18

Say you have a C code like this:

#include <stdio.h>

int main(){
    printf("Hello, world!\n");
    printf("%d\n", f());    
}

int f(){

}

It compiles fine with gcc, and the output (on my system) is:

Hello, world!

14

But.. but.. how is that possible? I thought that C won't let you compile something like that because f() doesn't have a return statement returning an integer. Why is that allowed? Is it a C feature or compiler omission, and where did 14 come from?

2
  • Why would it fail to let f() return but not main()
    – Falmarri
    Nov 23, 2010 at 19:42
  • 4
    @Falmarri: because since C99 not returning from main is explicitly allowed as an exception of the rule. Not returning from main is equivalent to returning 0 which is equivalent of calling exit(0). Nov 23, 2010 at 20:55

7 Answers 7

20

The return value in this case, depending on the exact platform, will likely be whatever random value happened to be left in the return register (e.g. EAX on x86) at the assembly level. Not explicitly returning a value is allowed, but gives an undefined value.
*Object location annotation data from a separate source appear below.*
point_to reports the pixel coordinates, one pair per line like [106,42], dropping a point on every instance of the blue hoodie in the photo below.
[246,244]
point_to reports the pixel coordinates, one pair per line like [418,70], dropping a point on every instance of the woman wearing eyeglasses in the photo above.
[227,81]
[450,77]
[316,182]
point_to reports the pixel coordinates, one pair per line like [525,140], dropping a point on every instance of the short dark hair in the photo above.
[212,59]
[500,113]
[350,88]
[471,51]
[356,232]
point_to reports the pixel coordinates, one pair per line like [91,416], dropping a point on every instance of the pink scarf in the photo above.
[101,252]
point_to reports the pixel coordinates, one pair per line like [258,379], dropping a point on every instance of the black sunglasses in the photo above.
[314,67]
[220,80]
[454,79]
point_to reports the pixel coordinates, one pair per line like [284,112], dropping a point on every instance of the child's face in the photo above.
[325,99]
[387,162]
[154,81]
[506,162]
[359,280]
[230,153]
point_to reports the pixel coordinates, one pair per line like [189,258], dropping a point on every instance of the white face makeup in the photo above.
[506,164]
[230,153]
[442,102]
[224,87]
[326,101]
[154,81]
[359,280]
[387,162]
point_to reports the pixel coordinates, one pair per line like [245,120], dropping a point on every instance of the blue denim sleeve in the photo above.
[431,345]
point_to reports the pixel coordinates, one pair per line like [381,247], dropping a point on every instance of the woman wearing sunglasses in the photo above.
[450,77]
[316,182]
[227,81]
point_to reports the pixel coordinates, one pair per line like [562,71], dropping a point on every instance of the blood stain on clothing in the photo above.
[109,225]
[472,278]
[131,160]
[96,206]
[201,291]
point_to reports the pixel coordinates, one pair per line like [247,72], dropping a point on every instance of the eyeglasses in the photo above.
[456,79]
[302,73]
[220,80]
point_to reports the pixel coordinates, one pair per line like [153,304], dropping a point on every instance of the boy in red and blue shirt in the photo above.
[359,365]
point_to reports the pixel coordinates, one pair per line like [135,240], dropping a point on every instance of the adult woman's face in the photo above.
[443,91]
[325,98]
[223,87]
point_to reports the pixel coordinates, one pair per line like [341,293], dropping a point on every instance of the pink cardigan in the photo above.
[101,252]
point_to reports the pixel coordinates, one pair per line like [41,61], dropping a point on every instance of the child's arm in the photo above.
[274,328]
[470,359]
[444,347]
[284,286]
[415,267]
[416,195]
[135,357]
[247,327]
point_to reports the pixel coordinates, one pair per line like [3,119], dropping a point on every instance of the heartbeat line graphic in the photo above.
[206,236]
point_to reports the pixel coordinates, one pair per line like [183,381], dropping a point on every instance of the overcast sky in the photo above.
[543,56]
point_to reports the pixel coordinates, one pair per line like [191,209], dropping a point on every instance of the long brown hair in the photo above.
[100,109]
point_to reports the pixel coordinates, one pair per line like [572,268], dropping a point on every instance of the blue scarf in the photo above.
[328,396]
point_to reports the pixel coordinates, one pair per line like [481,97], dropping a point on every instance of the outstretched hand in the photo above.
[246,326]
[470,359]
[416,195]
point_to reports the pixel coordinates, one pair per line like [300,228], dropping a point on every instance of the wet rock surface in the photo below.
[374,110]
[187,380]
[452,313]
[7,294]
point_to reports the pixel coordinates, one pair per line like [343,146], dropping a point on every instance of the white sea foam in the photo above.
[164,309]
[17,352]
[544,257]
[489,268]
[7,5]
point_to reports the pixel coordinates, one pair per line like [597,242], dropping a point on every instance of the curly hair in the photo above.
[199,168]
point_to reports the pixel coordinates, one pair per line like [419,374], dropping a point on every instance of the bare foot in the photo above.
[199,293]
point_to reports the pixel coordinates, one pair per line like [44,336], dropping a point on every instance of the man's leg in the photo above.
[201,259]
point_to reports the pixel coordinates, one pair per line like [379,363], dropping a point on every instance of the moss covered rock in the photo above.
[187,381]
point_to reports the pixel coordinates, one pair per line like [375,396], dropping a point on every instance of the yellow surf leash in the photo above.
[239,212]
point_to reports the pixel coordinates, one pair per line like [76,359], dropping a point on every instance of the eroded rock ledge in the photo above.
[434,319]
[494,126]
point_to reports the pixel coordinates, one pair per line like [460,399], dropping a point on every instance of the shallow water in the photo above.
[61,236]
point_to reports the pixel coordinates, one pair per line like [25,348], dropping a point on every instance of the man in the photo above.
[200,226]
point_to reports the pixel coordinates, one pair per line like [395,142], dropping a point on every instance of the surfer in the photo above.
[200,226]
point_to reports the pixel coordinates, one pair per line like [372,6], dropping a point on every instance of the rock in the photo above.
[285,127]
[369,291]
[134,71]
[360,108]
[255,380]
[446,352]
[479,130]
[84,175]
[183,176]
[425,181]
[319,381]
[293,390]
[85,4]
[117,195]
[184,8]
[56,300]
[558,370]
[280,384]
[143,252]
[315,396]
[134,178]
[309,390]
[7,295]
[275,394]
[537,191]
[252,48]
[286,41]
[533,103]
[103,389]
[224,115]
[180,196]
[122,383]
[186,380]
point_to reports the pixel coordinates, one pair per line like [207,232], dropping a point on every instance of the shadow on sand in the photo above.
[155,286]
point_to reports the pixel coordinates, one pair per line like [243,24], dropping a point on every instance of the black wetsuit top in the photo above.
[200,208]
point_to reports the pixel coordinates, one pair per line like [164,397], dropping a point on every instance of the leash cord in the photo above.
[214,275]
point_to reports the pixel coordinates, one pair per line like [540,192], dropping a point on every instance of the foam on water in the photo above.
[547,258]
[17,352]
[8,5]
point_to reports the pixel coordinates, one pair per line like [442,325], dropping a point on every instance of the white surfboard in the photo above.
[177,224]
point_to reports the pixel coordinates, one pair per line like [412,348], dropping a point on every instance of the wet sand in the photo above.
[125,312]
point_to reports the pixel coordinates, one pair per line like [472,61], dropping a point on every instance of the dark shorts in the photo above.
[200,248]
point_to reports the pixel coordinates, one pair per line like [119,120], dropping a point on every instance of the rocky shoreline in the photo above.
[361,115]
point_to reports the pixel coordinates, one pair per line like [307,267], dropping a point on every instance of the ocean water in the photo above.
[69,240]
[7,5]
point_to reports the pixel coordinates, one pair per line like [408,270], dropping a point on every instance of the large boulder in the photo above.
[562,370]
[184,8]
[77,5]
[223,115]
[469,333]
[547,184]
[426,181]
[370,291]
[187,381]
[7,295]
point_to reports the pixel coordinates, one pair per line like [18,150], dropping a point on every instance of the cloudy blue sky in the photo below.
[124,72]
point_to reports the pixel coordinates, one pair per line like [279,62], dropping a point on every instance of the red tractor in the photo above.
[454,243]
In this case, the 14 is the return value from printf.

1
  • 11
    Technically, if a non-void function returns without a value and the function's return value is used, the behavior is undefined (C99 §6.9.1/12) -- it might return a random value, it could crash, etc. On x86, it will probably just use whatever junk is in the EAX register. But on other architectures, such as IA64, uninitialized garbage could be deadly. Oct 26, 2012 at 19:19
10

compile with -Wall to enable more sanity checking in the compiler.

gcc -Wall /tmp/a.c
/tmp/a.c: In function ‘main’:
/tmp/a.c:5: warning: implicit declaration of function ‘f’
/tmp/a.c:6: warning: control reaches end of non-void function
/tmp/a.c: In function ‘f’:
/tmp/a.c:10: warning: control reaches end of non-void function

Note how it flags up the missing return statements - as "control reaches end of non-void function"?

Always compile using -Wall or similar - you will save yourself heartache later on.


I can recall several occasions when this exact issue has caused hours or days of debugging to fix - it sorta works until it doesn't one day.

4

14 is exactly the return value of the first printf, also. Probably, the compiler optimized out the call to f() and then we're left with 14 on EAX.

Try compiling your code with different optimization levels (-O0, -O1, -O2, -O3, -Os) and see if the output changes.

3

18 is the return value of the first print statement. (the number of characters printed)

This value is stored in stack memory.

In second printf function the stack value is 'returned' by function f. But f just left the value that printf created in that slot on the stack.

for example, in this code:

#include <stdio.h>

int main(){
    printf("Hello, world!1234\n");
    printf("%d\n", f());    
}

int f(){

}

Which compiles fine with gcc, and the output (on my system) is:

Hello, world!

18

for details of printf() returning value mail me.

1

You probably have the warning level of your compiler set very low. So it is allowed, even if the result is undefined.

0

The default return value from a function is int. In other words, unless explicitly specified the default return value by compiler would be integer value from function.

So, the ommiting of return statement is allowed, but undefined value will be returned, if you try to use it.

0

I compile with -Werror=return-type to prevent this. GCC will give an error if you don't return from a function (unless it's void return).